Les conséquences de cette nouveauté sont inouïes pour Israël, toujours soucieux d'apprendre la Loi. Israël a été et demeure jusqu'à présent un peuple qui étudie la Torah. Il lui faut l'étudier pour saisir comment il doit vivre. Davantage, il lui faut étudier la Torah afin de connaître Dieu. Comment, en effet, pourrait-on le connaître, sinon en apprenant quel est son projet pour le monde, ce qu'il désire pour nous et ce qu'il attend de nous ? Avez-vous remarqué que je viens de décrire une relation d'amour ? L'amour est, pour une grande part, connaissance. Mais une connaissance singulière. Je connais l'autre en vérité quand je parviens peu à peu à comprendre la manière dont lui me voit. L'alliance doit donc être transmise d'une génération à l'autre par l'enseignement. Chaque nouvelle génération (et chaque Israélite tout au long de sa vie) doit chercher à connaître Dieu toujours à nouveau et toujours plus profondément. Cela se réalise en s'instruisant mutuellement de la Torah et en s'assurant mutuellement de son contenu. Sans cela, Israël ne pourrait pas demeurer dans la relation privilégiée d'alliance avec Celui qui l'a fait sortir d'Egypte.
Selon l'annonce de Jérémie, il en ira tout autrement lors de l'alliance nouvelle : la Torah divine sera gravée dans le coeur de chacun. Chacun la connaîtra pleinement de l'intérieur de lui-même.

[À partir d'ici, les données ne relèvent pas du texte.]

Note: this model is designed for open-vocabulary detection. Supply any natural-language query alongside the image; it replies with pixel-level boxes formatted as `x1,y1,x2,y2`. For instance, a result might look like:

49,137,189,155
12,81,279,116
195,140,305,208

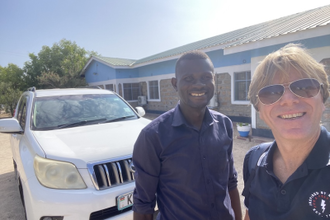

Le système de l'apprentissage de la Torah, infiniment laborieux et jamais totalement efficace, deviendra alors superflu. C'est en cela que réside la nouveauté de l'alliance promise chez Jérémie par rapport à celle du Sinaï. Il ne s'agit pas d'une autre Torah ni de mettre en question l'élection d'Israël. Mais bien de quelque chose qui se lit seulement entre les lignes : cette alliance s'avère infrangible. La Loi est gravée au lieu où réside la liberté des hommes, dans leur coeur. Et là est gravée, du fait même, l'image infiniment aimable du Donateur. Il ne peut y avoir là que l'attrait du lien réciproque, car toute volonté de s'y soustraire a disparu. Il y a là enfin un mariage indissoluble et sa félicité. La nouvelle alliance ne devra jamais être renouée, la Torah divine ayant pénétré la liberté humaine. Dieu opérera cela à la fin des temps en faveur d'Israël, dit la promesse.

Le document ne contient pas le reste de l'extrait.